To think, I used to think Canadians were such a nice, calm, polite people. OK, maybe they are, but that one Canada guy (no, not that one, the other… no, the other other one) had to go and try and decapitate John Hester.
GIF courtesy of @SAJagfire
That “Canada” guy is actually Brett Lawrie, who already has a rep for being a giant jerk and this will not help. I’m all for playing hard, but there was no excuse for what he did on this play. Replays clearly show that Lawrie easily could have taken the plate on a slide without any contact with the catcher, but he intentionally opted to not only crash into the catcher but also throw a forearm shiver to Hester’s face in the process. Maybe I am overreacting because of the recency, but that was the dirtiest play I have seen all season long.
Of course, it wouldn’t have even happened if Howie Kendrick had fielded the grounder that started the play and/or not lazily tossed the ball back to second base instead of paying attention to the runner, but that really isn’t the point.
If there is a consolation here, it is that the Angels came out looking like choir boys. First, Hester shook off the hit and then did a fantastic job blocking the plate later in the inning. Second, the Angels took the high road and did not throw at Lawrie in his two subsequent at-bats (though I can’t prove my theory that Walden tried to hit Lawrie but his control is so bad that he missed by seven feet). Third, and most importantly, the Halo bats woke up after the play and stepped on Toronto’s throat with a few homers.
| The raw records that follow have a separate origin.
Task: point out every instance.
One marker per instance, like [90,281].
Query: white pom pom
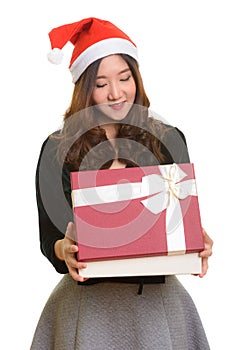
[55,56]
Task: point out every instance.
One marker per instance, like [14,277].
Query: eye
[126,79]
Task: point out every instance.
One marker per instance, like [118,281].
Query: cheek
[97,96]
[132,90]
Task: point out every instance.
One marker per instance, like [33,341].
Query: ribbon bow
[168,190]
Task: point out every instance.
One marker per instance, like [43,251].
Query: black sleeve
[173,146]
[54,212]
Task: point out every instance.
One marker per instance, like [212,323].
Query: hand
[206,253]
[66,249]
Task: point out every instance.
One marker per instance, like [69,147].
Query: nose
[114,92]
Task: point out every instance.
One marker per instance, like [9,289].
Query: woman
[107,126]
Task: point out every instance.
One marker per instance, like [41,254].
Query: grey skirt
[106,316]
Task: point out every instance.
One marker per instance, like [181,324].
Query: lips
[117,106]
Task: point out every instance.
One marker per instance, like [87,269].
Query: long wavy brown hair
[83,142]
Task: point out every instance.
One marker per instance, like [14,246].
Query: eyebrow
[121,72]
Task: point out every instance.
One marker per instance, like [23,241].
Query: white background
[186,59]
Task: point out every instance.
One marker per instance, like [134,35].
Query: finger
[71,232]
[205,267]
[75,275]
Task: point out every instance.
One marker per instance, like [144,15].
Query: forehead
[112,64]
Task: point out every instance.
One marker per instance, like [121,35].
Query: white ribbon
[166,191]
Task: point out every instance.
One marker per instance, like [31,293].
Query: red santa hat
[93,39]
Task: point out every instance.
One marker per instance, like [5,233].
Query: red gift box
[141,212]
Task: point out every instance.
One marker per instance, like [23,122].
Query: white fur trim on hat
[99,50]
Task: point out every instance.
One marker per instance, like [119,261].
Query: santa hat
[93,39]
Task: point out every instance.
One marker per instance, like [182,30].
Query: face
[115,88]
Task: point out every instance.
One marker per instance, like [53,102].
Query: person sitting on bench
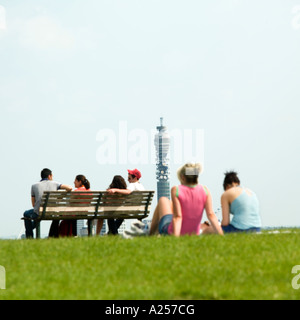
[37,190]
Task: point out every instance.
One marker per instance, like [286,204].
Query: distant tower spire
[162,145]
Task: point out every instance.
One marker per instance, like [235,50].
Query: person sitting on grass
[242,203]
[183,214]
[118,185]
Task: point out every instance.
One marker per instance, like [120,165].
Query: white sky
[71,68]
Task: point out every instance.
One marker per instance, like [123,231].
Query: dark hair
[230,178]
[118,183]
[85,182]
[46,173]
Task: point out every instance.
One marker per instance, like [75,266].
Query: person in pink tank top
[183,214]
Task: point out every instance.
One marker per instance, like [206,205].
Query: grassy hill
[241,266]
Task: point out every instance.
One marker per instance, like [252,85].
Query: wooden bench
[90,205]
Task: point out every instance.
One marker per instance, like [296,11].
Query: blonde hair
[190,171]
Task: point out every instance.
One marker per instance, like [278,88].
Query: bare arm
[225,209]
[211,215]
[177,216]
[120,191]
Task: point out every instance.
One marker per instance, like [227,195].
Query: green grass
[241,266]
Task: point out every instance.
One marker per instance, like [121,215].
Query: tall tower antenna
[162,146]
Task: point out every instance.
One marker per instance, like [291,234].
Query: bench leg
[38,230]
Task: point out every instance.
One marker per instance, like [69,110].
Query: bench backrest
[95,204]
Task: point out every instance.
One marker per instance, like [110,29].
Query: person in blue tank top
[242,203]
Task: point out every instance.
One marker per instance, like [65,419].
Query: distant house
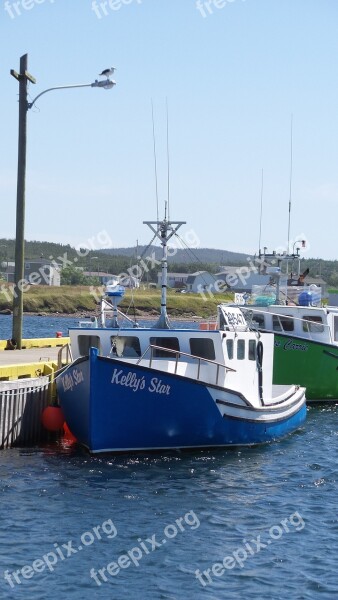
[41,271]
[175,280]
[37,271]
[200,281]
[104,278]
[130,282]
[241,279]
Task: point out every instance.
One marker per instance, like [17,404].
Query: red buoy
[67,434]
[53,418]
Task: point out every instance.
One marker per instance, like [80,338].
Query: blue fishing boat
[133,389]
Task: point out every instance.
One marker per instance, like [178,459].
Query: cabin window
[313,324]
[258,321]
[252,349]
[165,342]
[230,349]
[240,349]
[86,342]
[204,348]
[335,324]
[126,346]
[282,323]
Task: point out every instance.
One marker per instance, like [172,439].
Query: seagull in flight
[108,72]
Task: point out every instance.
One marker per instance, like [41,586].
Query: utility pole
[24,106]
[23,77]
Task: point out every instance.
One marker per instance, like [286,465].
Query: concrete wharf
[27,387]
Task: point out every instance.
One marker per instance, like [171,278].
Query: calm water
[35,327]
[270,513]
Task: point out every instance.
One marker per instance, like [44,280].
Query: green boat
[305,348]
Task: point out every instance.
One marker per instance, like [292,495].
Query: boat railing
[177,355]
[309,326]
[67,351]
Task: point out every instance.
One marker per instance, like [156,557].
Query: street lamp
[98,270]
[23,77]
[4,246]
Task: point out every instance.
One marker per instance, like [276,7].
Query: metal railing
[317,327]
[66,349]
[177,354]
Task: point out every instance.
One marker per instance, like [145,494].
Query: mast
[164,230]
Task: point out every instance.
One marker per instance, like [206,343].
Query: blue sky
[233,72]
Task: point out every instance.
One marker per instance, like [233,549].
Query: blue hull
[110,405]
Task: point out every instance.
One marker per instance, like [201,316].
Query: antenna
[290,191]
[168,197]
[155,162]
[261,215]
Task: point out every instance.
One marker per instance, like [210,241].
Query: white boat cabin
[308,322]
[223,357]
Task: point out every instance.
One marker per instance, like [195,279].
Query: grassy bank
[74,300]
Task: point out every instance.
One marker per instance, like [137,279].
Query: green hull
[313,365]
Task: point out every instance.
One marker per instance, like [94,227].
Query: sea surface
[246,523]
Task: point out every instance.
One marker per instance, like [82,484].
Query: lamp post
[23,77]
[4,246]
[98,270]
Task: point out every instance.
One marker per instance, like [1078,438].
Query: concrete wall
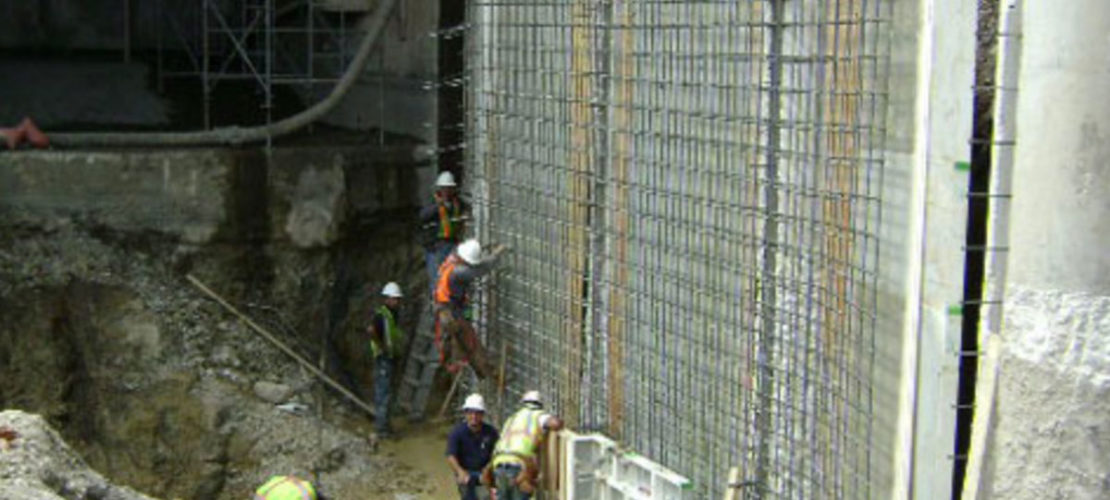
[921,267]
[1050,426]
[201,196]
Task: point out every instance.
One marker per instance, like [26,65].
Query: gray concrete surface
[201,195]
[921,267]
[1050,435]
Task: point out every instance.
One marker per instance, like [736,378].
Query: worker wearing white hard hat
[470,449]
[516,458]
[454,332]
[386,345]
[443,223]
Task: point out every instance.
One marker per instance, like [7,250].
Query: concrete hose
[236,135]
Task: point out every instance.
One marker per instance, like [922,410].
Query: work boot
[33,135]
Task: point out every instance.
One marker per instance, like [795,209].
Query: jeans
[383,376]
[474,490]
[433,258]
[504,478]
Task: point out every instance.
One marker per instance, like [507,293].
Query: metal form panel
[690,193]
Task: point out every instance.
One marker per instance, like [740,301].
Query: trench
[157,387]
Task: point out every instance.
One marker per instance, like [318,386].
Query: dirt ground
[422,448]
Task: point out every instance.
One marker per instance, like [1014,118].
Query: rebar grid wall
[690,193]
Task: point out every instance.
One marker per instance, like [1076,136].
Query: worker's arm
[471,272]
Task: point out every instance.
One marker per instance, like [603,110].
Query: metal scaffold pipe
[236,135]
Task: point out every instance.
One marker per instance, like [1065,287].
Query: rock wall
[160,388]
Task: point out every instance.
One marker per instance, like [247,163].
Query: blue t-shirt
[473,450]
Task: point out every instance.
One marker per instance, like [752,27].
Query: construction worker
[454,333]
[443,222]
[286,488]
[515,458]
[26,131]
[470,448]
[385,346]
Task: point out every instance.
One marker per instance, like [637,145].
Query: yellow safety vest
[393,335]
[520,437]
[285,488]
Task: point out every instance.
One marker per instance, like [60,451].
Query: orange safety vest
[443,283]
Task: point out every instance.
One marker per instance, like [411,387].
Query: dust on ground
[421,447]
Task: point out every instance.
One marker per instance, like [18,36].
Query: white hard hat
[392,290]
[474,402]
[532,397]
[471,251]
[445,180]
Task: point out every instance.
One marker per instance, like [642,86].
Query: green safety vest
[450,223]
[285,488]
[393,333]
[520,437]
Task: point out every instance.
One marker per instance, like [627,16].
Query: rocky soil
[160,389]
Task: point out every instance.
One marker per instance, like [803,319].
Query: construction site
[752,249]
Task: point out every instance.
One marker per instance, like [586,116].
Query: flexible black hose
[236,135]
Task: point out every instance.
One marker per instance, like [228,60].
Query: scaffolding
[690,190]
[301,43]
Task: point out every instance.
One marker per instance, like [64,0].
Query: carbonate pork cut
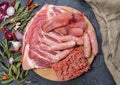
[36,42]
[51,36]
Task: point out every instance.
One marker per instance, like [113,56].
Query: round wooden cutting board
[49,73]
Message received and no international incident needed.
- Speaking of Walden, I think we just need to start calling him the Schizo Reliever. In one inning he walks two batters and gives up a huge three-run bomb but also makes J.P Arencibia and Jose Bautista look silly, striking them out with nasty sliders.
- When did Alberto Callaspo turn into a slugger? Seriously, what’s going on with him. He is making me rethink my desire for the Halos to replace him with Chase Headley.
- I really can’t wait for the Angels to get out of Toronto. Something about that artificial turf makes them kick the ball around like Little Leaguers. However, I’m not sure what caused Torii Hunter to throw the ball to first base while nobody was covering it.
Other guys had better lines in the box score, but Hester gets the award for manning up, taking the hit, holding onto the ball and then stepping up to do the same damn thing a few batters later. Man points.